Читаем Нет причины для тревоги полностью

Первое время я страшился не столько самой порки, сколько собственной голизны. Я ерзал, стараясь повернуться так, чтобы не лежать голой задницей к двери, но отец пресекал эти уловки. В подобном положении редкие, но яркие моменты невысказанной конфиденциальности и интима моих отношений с тетей Иреной вставали перед моим внутренним взором. Мой внешний позор был очевиден. Но какой позор и что за чувство вины снедали ее душу? Я, с пылающими от стыда щеками, лежал, сжав зубы от боли, распластанный в очередной раз на диване в позорной позе. Решившись однажды повернуть голову в ее сторону, я встретился с ней взглядом и прочел в них дотоле неведомое: сочувствующее любопытство – если не уважение? Мы как бы уравнивались в позоре через тайну: у нее был свой постыдный секрет, а у меня – свой; мы оба скрывали правду по семейным соображениям, и оба мы держали таким образом в напряжении всю семью. Разоблачение ее секрета грозило «оставить меня травмированным на всю жизнь». Экзекуция на диване убеждала ее, как я надеялся, в том, что меня не так-то легко травмировать. Удары ремня обжигали, но, в общем, мне было не столько больно, сколько приятно: вся сцена была доказательством моей силы воли и выдержки (подростковый вариант сексуальной потенции?) в сокрытии секрета. На губах у нее блуждала странная улыбка. Мне было приятно, что она на меня смотрит.

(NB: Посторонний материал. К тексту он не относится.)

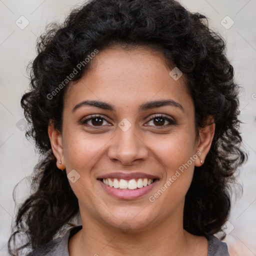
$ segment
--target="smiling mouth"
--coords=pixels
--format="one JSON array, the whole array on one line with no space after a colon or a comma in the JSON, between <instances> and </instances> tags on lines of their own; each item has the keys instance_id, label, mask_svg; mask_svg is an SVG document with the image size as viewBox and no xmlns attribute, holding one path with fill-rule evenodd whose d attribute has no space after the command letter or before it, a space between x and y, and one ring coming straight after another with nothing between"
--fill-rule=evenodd
<instances>
[{"instance_id":1,"label":"smiling mouth","mask_svg":"<svg viewBox=\"0 0 256 256\"><path fill-rule=\"evenodd\" d=\"M136 190L145 186L150 186L158 178L140 178L126 180L119 178L100 178L99 180L110 188L114 188L119 190Z\"/></svg>"}]
</instances>

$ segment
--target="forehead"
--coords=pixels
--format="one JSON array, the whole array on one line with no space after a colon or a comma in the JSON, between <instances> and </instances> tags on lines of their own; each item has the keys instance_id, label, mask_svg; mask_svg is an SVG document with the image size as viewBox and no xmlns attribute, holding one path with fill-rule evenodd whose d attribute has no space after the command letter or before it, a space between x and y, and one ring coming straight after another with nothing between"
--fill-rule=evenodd
<instances>
[{"instance_id":1,"label":"forehead","mask_svg":"<svg viewBox=\"0 0 256 256\"><path fill-rule=\"evenodd\" d=\"M120 107L132 108L164 98L178 102L184 108L193 106L184 76L174 80L160 52L145 48L108 48L100 52L90 62L90 70L78 82L68 86L64 108L74 108L88 99Z\"/></svg>"}]
</instances>

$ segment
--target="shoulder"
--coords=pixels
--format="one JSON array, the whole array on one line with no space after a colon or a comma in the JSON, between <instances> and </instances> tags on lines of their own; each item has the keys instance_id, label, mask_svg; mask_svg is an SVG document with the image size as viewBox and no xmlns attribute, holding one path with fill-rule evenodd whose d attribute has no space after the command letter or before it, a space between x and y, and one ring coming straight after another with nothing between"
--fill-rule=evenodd
<instances>
[{"instance_id":1,"label":"shoulder","mask_svg":"<svg viewBox=\"0 0 256 256\"><path fill-rule=\"evenodd\" d=\"M222 242L214 236L210 236L208 242L208 256L230 256L226 242Z\"/></svg>"},{"instance_id":2,"label":"shoulder","mask_svg":"<svg viewBox=\"0 0 256 256\"><path fill-rule=\"evenodd\" d=\"M58 238L42 245L36 250L30 252L26 256L69 256L68 240L82 228L82 225L71 228L62 238Z\"/></svg>"}]
</instances>

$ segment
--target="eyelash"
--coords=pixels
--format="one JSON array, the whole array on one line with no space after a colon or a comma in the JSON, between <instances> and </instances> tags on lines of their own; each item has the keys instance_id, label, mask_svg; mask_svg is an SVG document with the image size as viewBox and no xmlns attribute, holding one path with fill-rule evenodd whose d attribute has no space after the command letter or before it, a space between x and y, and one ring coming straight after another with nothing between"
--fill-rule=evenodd
<instances>
[{"instance_id":1,"label":"eyelash","mask_svg":"<svg viewBox=\"0 0 256 256\"><path fill-rule=\"evenodd\" d=\"M108 118L104 118L103 116L100 116L100 115L94 114L94 115L90 116L87 119L82 121L81 122L81 124L86 124L86 122L88 122L88 121L90 121L90 120L92 120L92 119L94 119L96 118L100 118L102 120L104 120L105 121L107 121L107 122L110 122L110 121L108 120ZM164 126L154 126L155 127L158 127L158 129L166 128L166 126L168 127L168 126L172 126L172 125L173 126L173 125L176 124L176 122L174 120L172 120L170 119L170 118L169 118L167 116L164 116L164 115L162 114L155 114L155 115L153 116L152 116L152 118L150 119L146 122L148 122L150 121L152 121L152 120L154 119L156 119L156 118L163 118L165 120L168 121L170 122L170 124L165 124ZM96 128L96 127L101 127L102 126L97 126L90 125L90 126L92 126L94 128Z\"/></svg>"}]
</instances>

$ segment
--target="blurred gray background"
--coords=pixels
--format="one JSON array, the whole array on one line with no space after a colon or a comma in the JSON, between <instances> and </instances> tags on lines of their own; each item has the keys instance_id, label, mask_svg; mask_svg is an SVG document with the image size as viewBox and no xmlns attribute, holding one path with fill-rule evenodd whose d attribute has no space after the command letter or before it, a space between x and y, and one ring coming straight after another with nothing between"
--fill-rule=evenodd
<instances>
[{"instance_id":1,"label":"blurred gray background","mask_svg":"<svg viewBox=\"0 0 256 256\"><path fill-rule=\"evenodd\" d=\"M231 256L256 256L256 0L180 0L190 10L209 18L211 28L227 44L227 54L236 82L244 87L240 96L240 127L249 159L240 170L244 193L234 188L230 218L224 228ZM82 2L74 0L0 0L0 256L6 256L7 241L17 204L29 194L24 178L37 162L32 142L24 138L20 100L28 90L26 68L36 56L37 37L46 25L62 22L70 10Z\"/></svg>"}]
</instances>

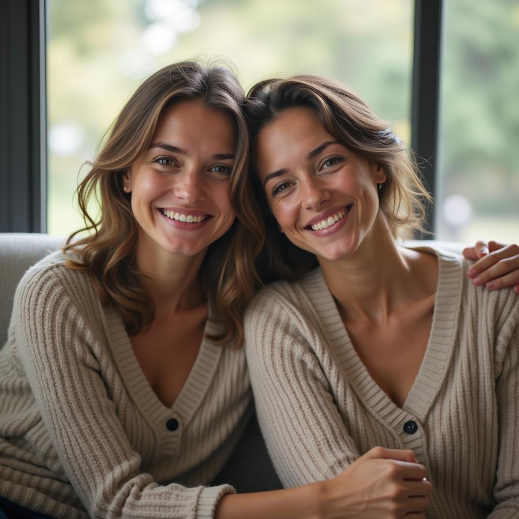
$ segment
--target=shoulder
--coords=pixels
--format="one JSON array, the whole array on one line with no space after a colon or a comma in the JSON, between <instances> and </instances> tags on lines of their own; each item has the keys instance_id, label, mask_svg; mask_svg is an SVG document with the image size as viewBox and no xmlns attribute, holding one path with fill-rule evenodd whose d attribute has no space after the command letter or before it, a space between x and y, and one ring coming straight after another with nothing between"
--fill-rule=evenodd
<instances>
[{"instance_id":1,"label":"shoulder","mask_svg":"<svg viewBox=\"0 0 519 519\"><path fill-rule=\"evenodd\" d=\"M324 283L320 269L316 269L297 281L276 281L264 287L256 295L245 312L245 320L262 316L277 315L280 312L306 313L310 301L309 291ZM323 285L325 288L325 284Z\"/></svg>"},{"instance_id":2,"label":"shoulder","mask_svg":"<svg viewBox=\"0 0 519 519\"><path fill-rule=\"evenodd\" d=\"M67 258L61 251L54 252L29 268L17 288L15 307L30 315L45 311L48 315L57 306L80 308L97 299L88 274L69 268Z\"/></svg>"},{"instance_id":3,"label":"shoulder","mask_svg":"<svg viewBox=\"0 0 519 519\"><path fill-rule=\"evenodd\" d=\"M490 291L476 286L468 272L475 263L459 254L437 251L440 262L439 285L448 296L448 289L457 292L457 308L462 325L488 337L495 350L503 351L519 328L519 297L512 287ZM454 295L454 294L453 294Z\"/></svg>"},{"instance_id":4,"label":"shoulder","mask_svg":"<svg viewBox=\"0 0 519 519\"><path fill-rule=\"evenodd\" d=\"M306 349L316 342L319 317L306 284L313 272L297 282L277 281L262 290L247 309L244 319L245 351L271 351L280 354L284 347L292 354L299 347ZM318 275L320 275L320 270ZM284 346L283 346L284 345Z\"/></svg>"}]
</instances>

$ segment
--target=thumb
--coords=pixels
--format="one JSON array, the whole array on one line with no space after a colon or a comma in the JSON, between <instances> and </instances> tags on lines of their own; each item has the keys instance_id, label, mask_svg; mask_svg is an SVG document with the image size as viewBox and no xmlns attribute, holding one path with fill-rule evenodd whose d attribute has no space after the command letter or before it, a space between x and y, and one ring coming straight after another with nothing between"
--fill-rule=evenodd
<instances>
[{"instance_id":1,"label":"thumb","mask_svg":"<svg viewBox=\"0 0 519 519\"><path fill-rule=\"evenodd\" d=\"M394 459L407 463L418 463L415 453L412 450L401 449L386 449L383 447L374 447L361 458L371 459ZM361 458L360 458L359 459Z\"/></svg>"}]
</instances>

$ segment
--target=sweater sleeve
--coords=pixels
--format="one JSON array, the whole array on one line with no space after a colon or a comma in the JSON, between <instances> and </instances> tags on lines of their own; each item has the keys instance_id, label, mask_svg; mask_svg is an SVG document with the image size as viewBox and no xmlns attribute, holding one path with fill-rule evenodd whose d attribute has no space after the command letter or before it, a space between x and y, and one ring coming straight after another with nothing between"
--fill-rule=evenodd
<instances>
[{"instance_id":1,"label":"sweater sleeve","mask_svg":"<svg viewBox=\"0 0 519 519\"><path fill-rule=\"evenodd\" d=\"M515 297L515 296L514 296ZM494 497L488 519L519 516L519 308L503 326L506 347L498 348L501 372L496 392L499 416L499 451ZM503 337L501 337L503 338Z\"/></svg>"},{"instance_id":2,"label":"sweater sleeve","mask_svg":"<svg viewBox=\"0 0 519 519\"><path fill-rule=\"evenodd\" d=\"M58 453L59 472L90 516L213 517L218 500L234 491L231 487L160 486L140 473L140 456L99 374L104 361L93 353L99 333L75 305L63 277L51 268L29 271L17 289L13 313L17 348Z\"/></svg>"},{"instance_id":3,"label":"sweater sleeve","mask_svg":"<svg viewBox=\"0 0 519 519\"><path fill-rule=\"evenodd\" d=\"M267 289L248 311L245 332L258 419L284 486L337 475L359 454L312 348L313 331Z\"/></svg>"}]
</instances>

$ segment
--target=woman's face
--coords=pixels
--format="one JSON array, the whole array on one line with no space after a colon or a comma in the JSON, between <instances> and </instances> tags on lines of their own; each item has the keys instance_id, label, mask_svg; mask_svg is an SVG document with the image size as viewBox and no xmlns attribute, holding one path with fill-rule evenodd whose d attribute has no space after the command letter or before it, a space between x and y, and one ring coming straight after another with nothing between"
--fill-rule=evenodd
<instances>
[{"instance_id":1,"label":"woman's face","mask_svg":"<svg viewBox=\"0 0 519 519\"><path fill-rule=\"evenodd\" d=\"M229 229L236 147L231 116L201 100L164 112L149 147L123 177L140 244L190 256Z\"/></svg>"},{"instance_id":2,"label":"woman's face","mask_svg":"<svg viewBox=\"0 0 519 519\"><path fill-rule=\"evenodd\" d=\"M380 167L349 151L311 109L287 109L259 133L256 170L280 230L327 260L354 252L378 210Z\"/></svg>"}]
</instances>

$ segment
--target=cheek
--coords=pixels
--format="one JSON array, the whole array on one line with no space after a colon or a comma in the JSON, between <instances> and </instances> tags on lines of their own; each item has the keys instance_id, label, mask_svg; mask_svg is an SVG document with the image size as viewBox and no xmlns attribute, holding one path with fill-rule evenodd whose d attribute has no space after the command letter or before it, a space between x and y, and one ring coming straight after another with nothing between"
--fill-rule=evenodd
<instances>
[{"instance_id":1,"label":"cheek","mask_svg":"<svg viewBox=\"0 0 519 519\"><path fill-rule=\"evenodd\" d=\"M297 212L288 200L271 205L270 210L283 230L289 230L297 222Z\"/></svg>"},{"instance_id":2,"label":"cheek","mask_svg":"<svg viewBox=\"0 0 519 519\"><path fill-rule=\"evenodd\" d=\"M236 216L230 201L230 186L228 184L223 183L213 190L213 199L222 214L228 215L234 219Z\"/></svg>"}]
</instances>

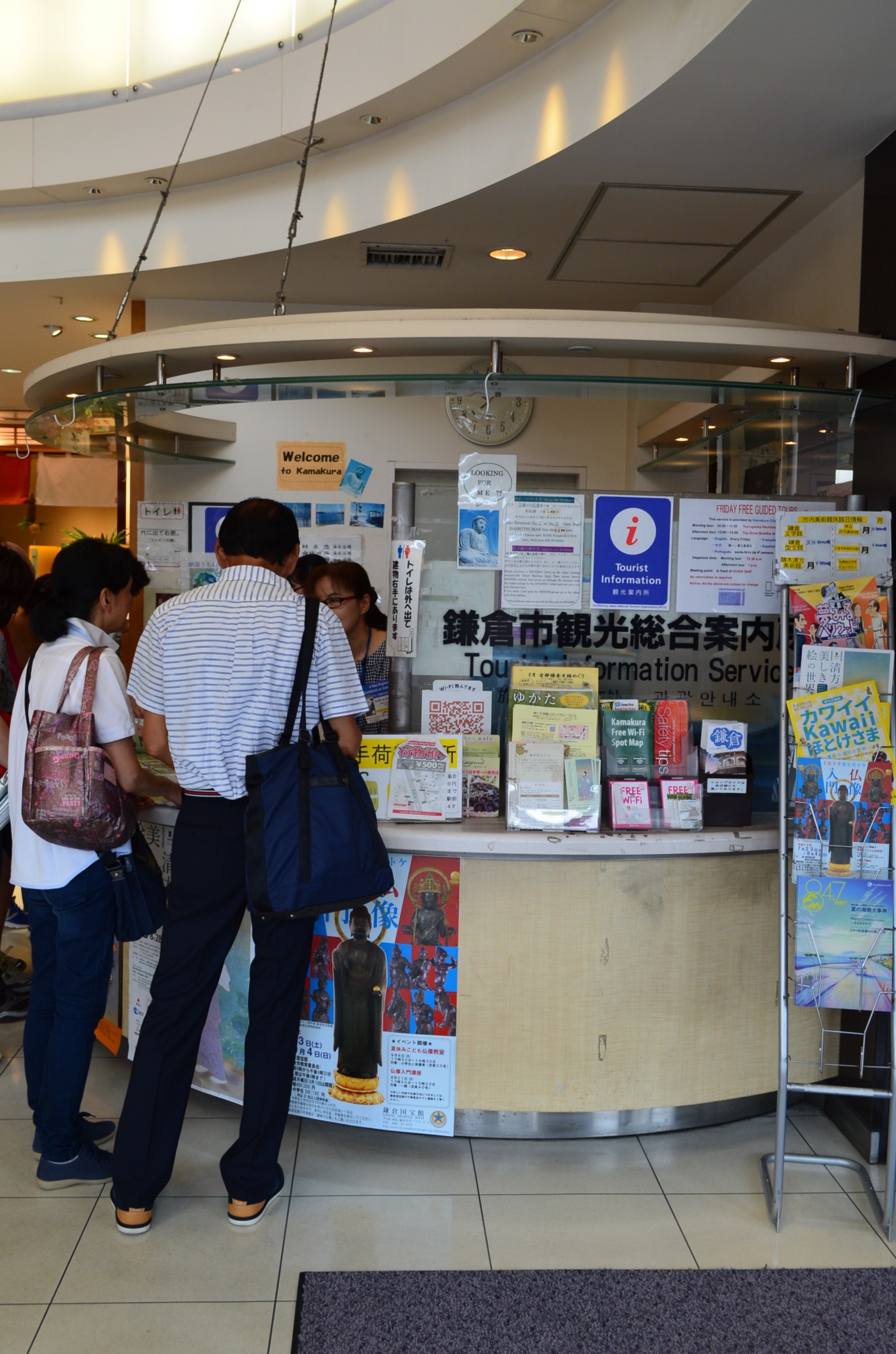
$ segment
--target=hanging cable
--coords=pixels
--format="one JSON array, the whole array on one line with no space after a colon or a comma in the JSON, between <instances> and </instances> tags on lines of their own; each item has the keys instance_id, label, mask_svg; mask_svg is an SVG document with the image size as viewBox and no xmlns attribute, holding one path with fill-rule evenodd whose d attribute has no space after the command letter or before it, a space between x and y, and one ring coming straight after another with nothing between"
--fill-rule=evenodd
<instances>
[{"instance_id":1,"label":"hanging cable","mask_svg":"<svg viewBox=\"0 0 896 1354\"><path fill-rule=\"evenodd\" d=\"M305 185L305 173L308 172L308 156L311 154L312 146L320 145L320 137L315 138L315 123L318 121L318 104L320 103L320 88L323 85L323 73L327 68L327 53L330 51L330 34L332 32L332 20L337 14L338 0L332 0L332 9L330 11L330 23L327 26L327 41L323 45L323 57L320 58L320 73L318 76L318 89L315 91L315 102L311 110L311 126L308 127L308 137L305 139L305 153L299 164L299 187L296 188L296 204L292 209L292 217L289 218L289 229L287 230L287 252L282 260L282 271L280 274L280 287L277 288L277 295L274 297L274 314L287 314L287 275L289 272L289 264L292 261L292 246L296 238L296 230L299 222L301 221L301 211L299 206L301 203L301 190Z\"/></svg>"},{"instance_id":2,"label":"hanging cable","mask_svg":"<svg viewBox=\"0 0 896 1354\"><path fill-rule=\"evenodd\" d=\"M174 175L180 169L181 160L184 158L184 152L186 150L186 142L189 141L191 134L193 131L193 127L196 126L196 119L199 118L199 111L200 111L200 108L203 107L203 104L205 102L205 95L208 93L208 87L212 83L215 72L218 70L218 62L220 61L220 58L223 56L224 47L227 45L227 39L230 38L230 30L234 27L234 20L237 19L237 15L239 12L241 4L242 4L242 0L237 0L237 8L234 9L234 12L231 15L231 19L230 19L230 23L227 24L227 32L224 34L224 41L222 42L220 47L218 49L218 56L215 57L215 64L214 64L214 66L212 66L212 69L211 69L211 72L208 74L208 80L205 81L205 87L203 89L201 97L200 97L199 103L196 104L196 112L193 114L193 121L191 122L189 127L186 129L186 135L184 137L184 145L181 146L180 154L178 154L177 160L174 161L174 168L172 169L169 180L165 184L165 187L162 188L162 192L159 195L161 200L159 200L155 217L153 218L153 225L150 226L150 233L146 237L146 242L145 242L143 248L141 249L139 255L136 256L136 263L134 264L134 272L131 274L131 279L130 279L130 282L127 284L127 291L122 297L122 305L118 307L118 314L115 317L115 324L112 325L112 328L109 329L109 332L107 334L107 343L109 340L115 338L115 332L116 332L116 329L119 326L119 321L120 321L122 315L124 314L124 307L126 307L126 305L130 301L131 291L134 290L134 283L136 282L136 278L138 278L138 274L139 274L141 268L146 263L146 255L147 255L147 250L149 250L149 246L150 246L150 241L151 241L153 236L155 234L155 227L157 227L157 225L158 225L158 222L161 219L161 215L165 211L165 207L168 204L168 199L169 199L169 195L170 195L170 191L172 191L172 185L174 183Z\"/></svg>"}]
</instances>

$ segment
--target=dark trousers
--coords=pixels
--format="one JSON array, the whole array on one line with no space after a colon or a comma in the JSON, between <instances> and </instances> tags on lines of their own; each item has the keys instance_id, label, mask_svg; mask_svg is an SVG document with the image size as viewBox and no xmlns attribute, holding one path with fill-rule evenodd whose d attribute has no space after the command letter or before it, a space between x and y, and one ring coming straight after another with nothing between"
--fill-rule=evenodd
<instances>
[{"instance_id":1,"label":"dark trousers","mask_svg":"<svg viewBox=\"0 0 896 1354\"><path fill-rule=\"evenodd\" d=\"M246 910L246 800L184 796L151 1002L115 1140L119 1208L150 1208L174 1166L199 1043ZM253 917L239 1137L220 1162L232 1198L255 1204L277 1179L314 921Z\"/></svg>"},{"instance_id":2,"label":"dark trousers","mask_svg":"<svg viewBox=\"0 0 896 1354\"><path fill-rule=\"evenodd\" d=\"M62 888L23 888L22 900L34 965L23 1040L28 1106L45 1156L68 1162L81 1147L81 1097L112 972L112 881L97 860Z\"/></svg>"}]
</instances>

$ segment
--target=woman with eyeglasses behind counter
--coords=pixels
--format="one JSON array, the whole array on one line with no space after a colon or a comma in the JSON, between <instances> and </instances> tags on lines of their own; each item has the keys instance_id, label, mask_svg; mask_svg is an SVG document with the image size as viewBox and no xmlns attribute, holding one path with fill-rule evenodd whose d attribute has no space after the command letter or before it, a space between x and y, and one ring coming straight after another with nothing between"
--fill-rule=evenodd
<instances>
[{"instance_id":1,"label":"woman with eyeglasses behind counter","mask_svg":"<svg viewBox=\"0 0 896 1354\"><path fill-rule=\"evenodd\" d=\"M342 621L351 657L368 699L358 718L362 734L389 731L389 663L385 651L387 619L366 569L351 561L319 565L304 584L305 597L319 597Z\"/></svg>"}]
</instances>

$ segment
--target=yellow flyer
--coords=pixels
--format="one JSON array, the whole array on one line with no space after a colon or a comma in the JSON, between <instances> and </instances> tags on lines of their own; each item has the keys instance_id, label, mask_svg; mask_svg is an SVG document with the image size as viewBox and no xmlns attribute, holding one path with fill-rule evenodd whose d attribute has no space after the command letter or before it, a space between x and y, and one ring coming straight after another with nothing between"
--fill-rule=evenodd
<instances>
[{"instance_id":1,"label":"yellow flyer","mask_svg":"<svg viewBox=\"0 0 896 1354\"><path fill-rule=\"evenodd\" d=\"M801 757L873 757L889 746L889 724L874 682L797 696L787 708Z\"/></svg>"}]
</instances>

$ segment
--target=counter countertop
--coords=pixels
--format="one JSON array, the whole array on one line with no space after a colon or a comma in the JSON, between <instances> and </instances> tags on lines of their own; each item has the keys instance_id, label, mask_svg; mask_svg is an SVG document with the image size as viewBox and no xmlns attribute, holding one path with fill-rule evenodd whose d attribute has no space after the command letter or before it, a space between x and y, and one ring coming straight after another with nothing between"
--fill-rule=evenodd
<instances>
[{"instance_id":1,"label":"counter countertop","mask_svg":"<svg viewBox=\"0 0 896 1354\"><path fill-rule=\"evenodd\" d=\"M777 818L757 814L751 827L707 827L697 833L508 833L503 818L462 818L457 823L381 822L380 831L393 852L427 856L485 856L492 858L591 860L630 856L727 856L778 849ZM174 823L172 804L153 804L141 818Z\"/></svg>"}]
</instances>

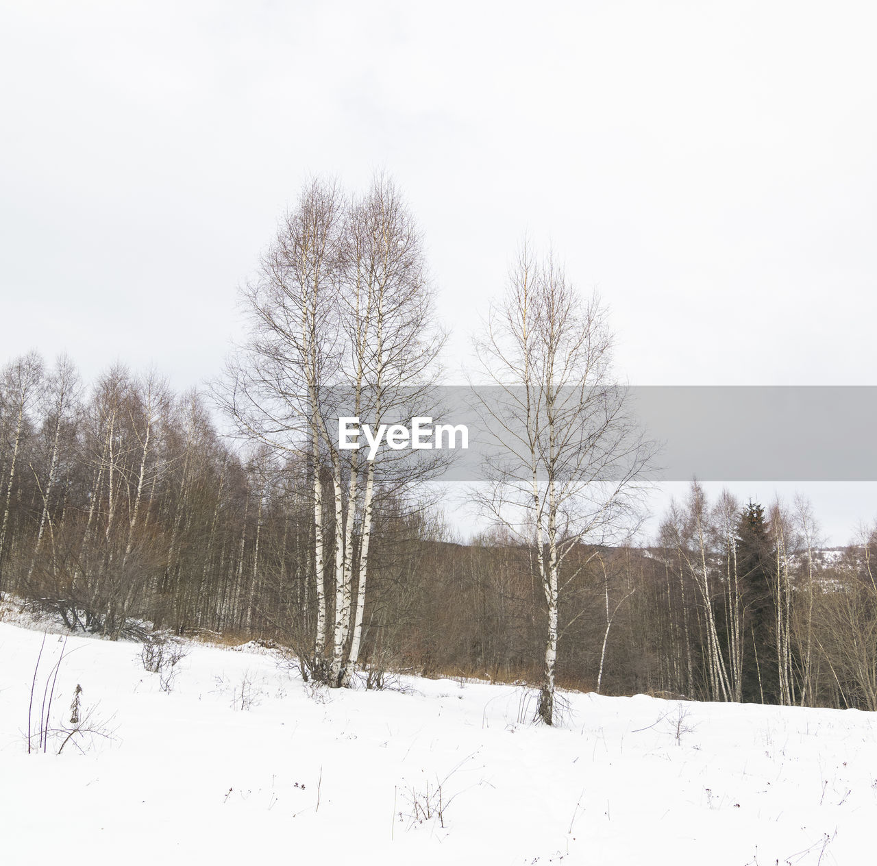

Манеры ее вообще к тому времени изменились. Ее прежнее строгое платье, похожее на футляр из-под очков, сменилось на ночной халат: она разгуливала в нем по всей квартире, едва его запахнув, мало кого вокруг себя замечая. «Ты хоть бы бюстгальтер надела, что ли. Ради ребенка», – шипела на нее мама. «Зачем? – на мгновение задумавшись, отвечала тетя Ирена. – Вокруг сплошная ложь и лицемерие. Пусть знает с детства о нелицеприятной стороне вещей». Когда на семейных сборищах речь заходила о политике, ей уже не возражали: хрущевское хлопанье туфлей по трибуне ООН сменилось грохотом советских танков по площадям Восточной Европы. Подтверждался ее пророческий пессимизм. Эта борьба с лакировкой действительности не распространялась, однако, на ее собственную прическу. Сквозь приоткрытую дверь ее комнаты я все чаще видел ее перед зеркалом, за кучей пузырьков и банок: щеточками и кисточками она подкрашивала и пудрила свою седеющую видно, голову – от макушки до подбородка. Оторвавшись от зеркала, она снова брала в ладони мое лицо и повторяла: «Помни завет Солженицына: жить не по лжи!»

Но она явно имела в виду не политическую обстановку в стране. Ее лицо, все еще казавшееся мне бесподобным в короне золотых волос, покрывалось мелкими капельками пота и розовыми пятнышками. Или это были оспинки? А может быть, я просто-напросто стал замечать эти пятна и сетку морщин у виска потому, что повзрослел сам; как стал замечать и то, что у нее отнюдь не римский нос, а ресницы были вовсе не такими густыми и тенистыми, как дачные тропинки моего детского воображения. Мне было жалко и ее, и себя самого: оттого, что жалость занимала место прежнего необузданного обожания. Не был ли этот первый осознанный ужас перед старостью, перед превращением золотого руна ее волос в серые патлы – главной причиной моей эмиграции? Или же я пытался вырваться из семейных оков, сомкнувших уста тети Ирены? Окончательно завравшийся в своей жизни, не пытался ли я своим прыжком за железный занавес подать ей дружеский пример? И заодно избавить ее от чувства вины и страха «оставить меня травмированным на всю жизнь».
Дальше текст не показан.